On the news front, according to Cailian Press, the UK will cancel 33 wind turbine component import tariffs starting April 1, reducing tariffs on core parts like blades and cables from 6% and 2% to 0%, aiming to unlock 22 billion pounds of investment and accelerate offshore wind installation in the North Sea.
Guojin Securities remains optimistic about Europe’s offshore wind export chain, believing that the demand for green electricity driven by data centers and Europe’s energy independence ambitions fueled by the US-Iran conflict will further boost long-term demand for European offshore wind. Fundamentally, according to ICIS forecasts, Europe’s data center capacity is expected to increase from 10.6 GW to 26.6 GW by 2035. If 50% of the additional data center power demand is met by offshore wind, an extra approximately 24 GW of offshore wind capacity could be added beyond current government auction processes. Several data center projects have recently signed offshore wind PPA agreements, indicating that demand may be about to explode.
Additionally, Guojin Securities believes that the natural gas price fluctuations caused by the US-Iran conflict further trigger Europe’s energy independence sensitivities. Offshore wind, as a perfect energy technology to meet Europe’s requirements for affordability, safety, and cleanliness, will undoubtedly become a key choice for European governments in the future.
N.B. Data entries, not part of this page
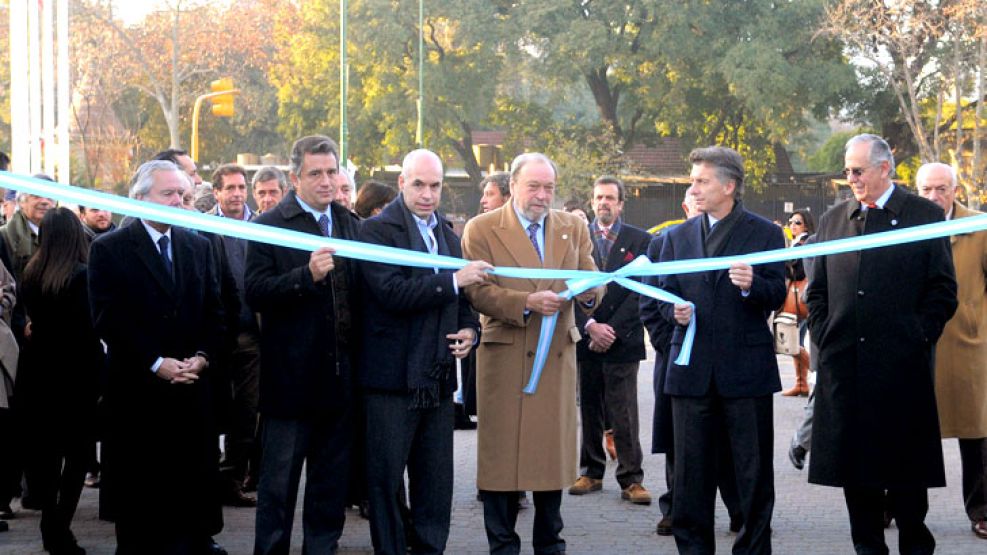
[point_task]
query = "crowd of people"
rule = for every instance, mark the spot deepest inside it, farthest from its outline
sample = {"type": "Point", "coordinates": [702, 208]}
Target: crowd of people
{"type": "Point", "coordinates": [155, 340]}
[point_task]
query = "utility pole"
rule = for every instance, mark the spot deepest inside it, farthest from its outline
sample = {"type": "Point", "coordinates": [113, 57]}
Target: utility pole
{"type": "Point", "coordinates": [343, 83]}
{"type": "Point", "coordinates": [420, 131]}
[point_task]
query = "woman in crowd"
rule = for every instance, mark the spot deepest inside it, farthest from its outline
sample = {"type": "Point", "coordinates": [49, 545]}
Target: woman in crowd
{"type": "Point", "coordinates": [802, 226]}
{"type": "Point", "coordinates": [59, 374]}
{"type": "Point", "coordinates": [372, 198]}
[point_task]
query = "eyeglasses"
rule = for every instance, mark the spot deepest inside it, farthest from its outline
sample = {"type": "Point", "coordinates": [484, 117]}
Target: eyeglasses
{"type": "Point", "coordinates": [856, 171]}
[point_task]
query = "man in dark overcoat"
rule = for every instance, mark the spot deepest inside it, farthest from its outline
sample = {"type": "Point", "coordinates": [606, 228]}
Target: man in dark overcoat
{"type": "Point", "coordinates": [418, 322]}
{"type": "Point", "coordinates": [610, 354]}
{"type": "Point", "coordinates": [726, 388]}
{"type": "Point", "coordinates": [155, 303]}
{"type": "Point", "coordinates": [875, 316]}
{"type": "Point", "coordinates": [306, 305]}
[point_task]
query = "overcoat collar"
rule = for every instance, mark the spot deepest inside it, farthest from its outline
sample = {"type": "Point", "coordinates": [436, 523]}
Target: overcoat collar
{"type": "Point", "coordinates": [515, 239]}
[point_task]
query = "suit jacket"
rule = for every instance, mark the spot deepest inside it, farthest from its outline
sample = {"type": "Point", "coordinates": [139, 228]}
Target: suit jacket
{"type": "Point", "coordinates": [525, 442]}
{"type": "Point", "coordinates": [620, 305]}
{"type": "Point", "coordinates": [876, 316]}
{"type": "Point", "coordinates": [734, 347]}
{"type": "Point", "coordinates": [961, 354]}
{"type": "Point", "coordinates": [409, 310]}
{"type": "Point", "coordinates": [660, 334]}
{"type": "Point", "coordinates": [142, 313]}
{"type": "Point", "coordinates": [306, 336]}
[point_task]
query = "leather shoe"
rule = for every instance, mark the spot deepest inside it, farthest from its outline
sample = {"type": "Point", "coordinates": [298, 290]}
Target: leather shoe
{"type": "Point", "coordinates": [637, 494]}
{"type": "Point", "coordinates": [236, 498]}
{"type": "Point", "coordinates": [980, 529]}
{"type": "Point", "coordinates": [212, 548]}
{"type": "Point", "coordinates": [664, 527]}
{"type": "Point", "coordinates": [585, 485]}
{"type": "Point", "coordinates": [796, 454]}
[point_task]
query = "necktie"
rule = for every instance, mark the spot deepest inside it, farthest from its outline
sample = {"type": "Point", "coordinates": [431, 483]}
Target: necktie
{"type": "Point", "coordinates": [603, 245]}
{"type": "Point", "coordinates": [163, 247]}
{"type": "Point", "coordinates": [324, 225]}
{"type": "Point", "coordinates": [533, 235]}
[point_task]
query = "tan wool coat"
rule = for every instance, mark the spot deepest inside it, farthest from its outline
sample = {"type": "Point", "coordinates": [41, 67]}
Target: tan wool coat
{"type": "Point", "coordinates": [961, 354]}
{"type": "Point", "coordinates": [525, 442]}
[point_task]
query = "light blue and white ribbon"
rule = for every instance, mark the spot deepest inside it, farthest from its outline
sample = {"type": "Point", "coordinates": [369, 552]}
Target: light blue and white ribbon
{"type": "Point", "coordinates": [577, 281]}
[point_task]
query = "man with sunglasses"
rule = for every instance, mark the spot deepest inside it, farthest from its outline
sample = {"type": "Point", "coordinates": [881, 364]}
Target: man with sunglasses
{"type": "Point", "coordinates": [875, 316]}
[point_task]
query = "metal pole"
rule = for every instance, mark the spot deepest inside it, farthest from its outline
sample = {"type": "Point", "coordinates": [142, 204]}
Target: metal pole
{"type": "Point", "coordinates": [63, 93]}
{"type": "Point", "coordinates": [420, 131]}
{"type": "Point", "coordinates": [343, 84]}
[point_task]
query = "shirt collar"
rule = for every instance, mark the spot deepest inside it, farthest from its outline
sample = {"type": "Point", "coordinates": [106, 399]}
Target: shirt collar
{"type": "Point", "coordinates": [246, 212]}
{"type": "Point", "coordinates": [155, 234]}
{"type": "Point", "coordinates": [883, 199]}
{"type": "Point", "coordinates": [525, 222]}
{"type": "Point", "coordinates": [315, 213]}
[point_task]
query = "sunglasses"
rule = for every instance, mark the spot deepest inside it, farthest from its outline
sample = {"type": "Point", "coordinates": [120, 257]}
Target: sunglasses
{"type": "Point", "coordinates": [856, 171]}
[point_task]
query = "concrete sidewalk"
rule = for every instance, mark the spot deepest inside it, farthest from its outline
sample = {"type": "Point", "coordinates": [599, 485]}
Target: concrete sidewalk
{"type": "Point", "coordinates": [807, 519]}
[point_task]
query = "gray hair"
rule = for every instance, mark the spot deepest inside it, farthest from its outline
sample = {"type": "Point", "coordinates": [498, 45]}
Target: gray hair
{"type": "Point", "coordinates": [727, 162]}
{"type": "Point", "coordinates": [501, 179]}
{"type": "Point", "coordinates": [521, 159]}
{"type": "Point", "coordinates": [144, 177]}
{"type": "Point", "coordinates": [313, 144]}
{"type": "Point", "coordinates": [414, 155]}
{"type": "Point", "coordinates": [923, 173]}
{"type": "Point", "coordinates": [880, 151]}
{"type": "Point", "coordinates": [267, 173]}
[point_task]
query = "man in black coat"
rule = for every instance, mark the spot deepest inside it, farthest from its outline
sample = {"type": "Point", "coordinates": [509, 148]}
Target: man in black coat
{"type": "Point", "coordinates": [726, 389]}
{"type": "Point", "coordinates": [660, 334]}
{"type": "Point", "coordinates": [418, 323]}
{"type": "Point", "coordinates": [610, 353]}
{"type": "Point", "coordinates": [306, 306]}
{"type": "Point", "coordinates": [155, 303]}
{"type": "Point", "coordinates": [876, 316]}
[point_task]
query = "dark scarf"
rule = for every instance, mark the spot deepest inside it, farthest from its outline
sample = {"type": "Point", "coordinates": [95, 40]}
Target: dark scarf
{"type": "Point", "coordinates": [429, 366]}
{"type": "Point", "coordinates": [715, 239]}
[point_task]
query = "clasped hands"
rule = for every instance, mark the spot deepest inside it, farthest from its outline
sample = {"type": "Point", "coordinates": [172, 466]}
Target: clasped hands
{"type": "Point", "coordinates": [741, 275]}
{"type": "Point", "coordinates": [182, 371]}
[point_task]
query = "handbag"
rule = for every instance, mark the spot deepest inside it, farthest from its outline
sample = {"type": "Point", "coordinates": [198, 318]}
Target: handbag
{"type": "Point", "coordinates": [786, 331]}
{"type": "Point", "coordinates": [793, 300]}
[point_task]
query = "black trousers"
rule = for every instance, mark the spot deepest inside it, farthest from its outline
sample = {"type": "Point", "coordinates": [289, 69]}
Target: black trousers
{"type": "Point", "coordinates": [700, 423]}
{"type": "Point", "coordinates": [241, 446]}
{"type": "Point", "coordinates": [726, 482]}
{"type": "Point", "coordinates": [323, 444]}
{"type": "Point", "coordinates": [973, 454]}
{"type": "Point", "coordinates": [58, 467]}
{"type": "Point", "coordinates": [500, 517]}
{"type": "Point", "coordinates": [610, 388]}
{"type": "Point", "coordinates": [421, 441]}
{"type": "Point", "coordinates": [910, 505]}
Guosheng Securities states that Europe’s power system currently relies on natural gas regulation, with soaring natural gas prices likely accelerating Europe’s efforts to reduce dependence on natural gas. Coal, nuclear, and wind power are expected to become alternative power sources. The overlapping demand for electricity from US AI developments and the replacement of aging power grids has intensified the demand for electrical equipment. Under this background, domestic industry chains may see relaxed access conditions for certain consumables and components.
(Disclaimer: The content of this article is for reference only and does not constitute investment advice. Investors operate at their own risk.)